Outperforming Robots and Mirroring Shorebirds

To benchmark human performance, the team created a parallel experiment using a UR5 robotic arm equipped with tactile sensors. The robot, trained with a long short-term memory machine-learning model to detect patterns in sequential data, occasionally identified buried objects at slightly farther distances than humans.

However, its accuracy hovered around just 40 percent and it produced many false positives. In contrast, the human participants showed more consistent and reliable detection, highlighting the remarkable sensitivity of the human hand.

Interestingly, this remote-touch capability resembles the way certain shorebirds, for example, the red knot, locate prey buried in sand. Previous research shows that these birds use specialized receptors in their beaks to sense pressure changes beneath the surface, allowing them to detect hidden food.

A Long-Lost Human Skill?

Although the discovery appears to reveal a new facet of human perception, researchers believe this ability may have existed in early humans and gradually faded from everyday use.

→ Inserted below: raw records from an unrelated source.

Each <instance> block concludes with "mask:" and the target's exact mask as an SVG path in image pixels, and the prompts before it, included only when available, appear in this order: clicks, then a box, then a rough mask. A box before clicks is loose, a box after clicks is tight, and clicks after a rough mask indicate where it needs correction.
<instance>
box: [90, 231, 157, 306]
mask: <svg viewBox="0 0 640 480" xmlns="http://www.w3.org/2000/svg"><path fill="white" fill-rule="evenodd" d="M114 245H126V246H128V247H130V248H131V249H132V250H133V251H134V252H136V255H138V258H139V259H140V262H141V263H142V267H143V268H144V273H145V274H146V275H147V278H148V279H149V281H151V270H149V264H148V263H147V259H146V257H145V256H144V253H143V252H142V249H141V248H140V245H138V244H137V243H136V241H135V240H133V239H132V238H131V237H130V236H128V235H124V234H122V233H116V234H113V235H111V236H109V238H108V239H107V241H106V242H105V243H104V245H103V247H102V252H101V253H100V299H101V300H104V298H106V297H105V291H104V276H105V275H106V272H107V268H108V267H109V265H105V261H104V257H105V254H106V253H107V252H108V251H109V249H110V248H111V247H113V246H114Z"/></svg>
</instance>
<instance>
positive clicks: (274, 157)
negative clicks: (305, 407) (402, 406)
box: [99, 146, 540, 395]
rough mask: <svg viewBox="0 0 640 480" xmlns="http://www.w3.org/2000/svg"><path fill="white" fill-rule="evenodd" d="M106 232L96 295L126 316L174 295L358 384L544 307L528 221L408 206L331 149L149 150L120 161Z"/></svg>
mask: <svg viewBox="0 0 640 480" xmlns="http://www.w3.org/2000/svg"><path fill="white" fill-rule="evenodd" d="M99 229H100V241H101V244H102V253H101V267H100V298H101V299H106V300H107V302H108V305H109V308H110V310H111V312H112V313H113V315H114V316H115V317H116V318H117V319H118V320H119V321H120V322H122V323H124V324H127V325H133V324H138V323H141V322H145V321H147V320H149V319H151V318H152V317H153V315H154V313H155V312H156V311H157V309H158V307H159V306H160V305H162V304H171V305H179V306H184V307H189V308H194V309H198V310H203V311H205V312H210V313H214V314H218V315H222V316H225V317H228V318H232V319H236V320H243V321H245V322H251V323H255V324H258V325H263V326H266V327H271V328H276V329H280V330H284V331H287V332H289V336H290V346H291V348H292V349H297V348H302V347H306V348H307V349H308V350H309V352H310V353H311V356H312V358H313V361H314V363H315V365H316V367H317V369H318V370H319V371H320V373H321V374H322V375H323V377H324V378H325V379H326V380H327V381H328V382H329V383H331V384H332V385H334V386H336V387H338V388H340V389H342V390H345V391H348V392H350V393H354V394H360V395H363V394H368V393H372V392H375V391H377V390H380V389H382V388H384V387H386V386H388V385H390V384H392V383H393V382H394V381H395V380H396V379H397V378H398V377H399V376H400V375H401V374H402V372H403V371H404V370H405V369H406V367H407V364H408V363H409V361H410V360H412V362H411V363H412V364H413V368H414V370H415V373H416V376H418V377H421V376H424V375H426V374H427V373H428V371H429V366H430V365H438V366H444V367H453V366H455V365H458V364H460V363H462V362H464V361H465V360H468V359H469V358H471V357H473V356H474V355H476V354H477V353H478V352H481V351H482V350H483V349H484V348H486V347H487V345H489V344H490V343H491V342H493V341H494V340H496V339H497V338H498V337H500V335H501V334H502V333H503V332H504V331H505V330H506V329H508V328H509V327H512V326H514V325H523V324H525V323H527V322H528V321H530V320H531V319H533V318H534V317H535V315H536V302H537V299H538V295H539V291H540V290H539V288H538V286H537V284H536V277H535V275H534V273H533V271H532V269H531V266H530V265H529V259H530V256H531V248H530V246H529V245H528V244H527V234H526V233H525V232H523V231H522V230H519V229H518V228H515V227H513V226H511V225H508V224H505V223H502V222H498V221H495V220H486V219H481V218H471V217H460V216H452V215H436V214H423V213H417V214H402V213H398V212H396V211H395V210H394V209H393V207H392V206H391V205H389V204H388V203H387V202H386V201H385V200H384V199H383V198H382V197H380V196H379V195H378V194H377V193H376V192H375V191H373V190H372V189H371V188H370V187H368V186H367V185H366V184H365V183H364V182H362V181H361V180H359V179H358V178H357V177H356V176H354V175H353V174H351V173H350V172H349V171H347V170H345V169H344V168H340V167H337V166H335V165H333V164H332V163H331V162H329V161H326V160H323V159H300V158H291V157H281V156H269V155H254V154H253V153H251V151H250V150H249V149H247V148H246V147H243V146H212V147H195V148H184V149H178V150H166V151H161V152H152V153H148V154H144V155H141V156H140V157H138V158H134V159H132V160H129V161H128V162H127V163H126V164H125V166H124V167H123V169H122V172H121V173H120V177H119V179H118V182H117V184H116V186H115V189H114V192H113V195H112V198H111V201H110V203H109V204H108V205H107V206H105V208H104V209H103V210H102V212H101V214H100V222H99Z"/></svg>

Ancient societies that relied on tactile navigation, excavation, or tracking may have unconsciously used remote touch more frequently, refining the skill over generations.

The findings deepen scientific understanding of how humans interpret physical forces in their surroundings. They also point to practical applications, such as helping archaeologists or excavators identify buried objects more safely by paying attention to subtle shifts in pressure or airflow.

Ultimately, this research underscores the extraordinary sensitivity of the human sensory system—much of which we may still be only beginning to uncover.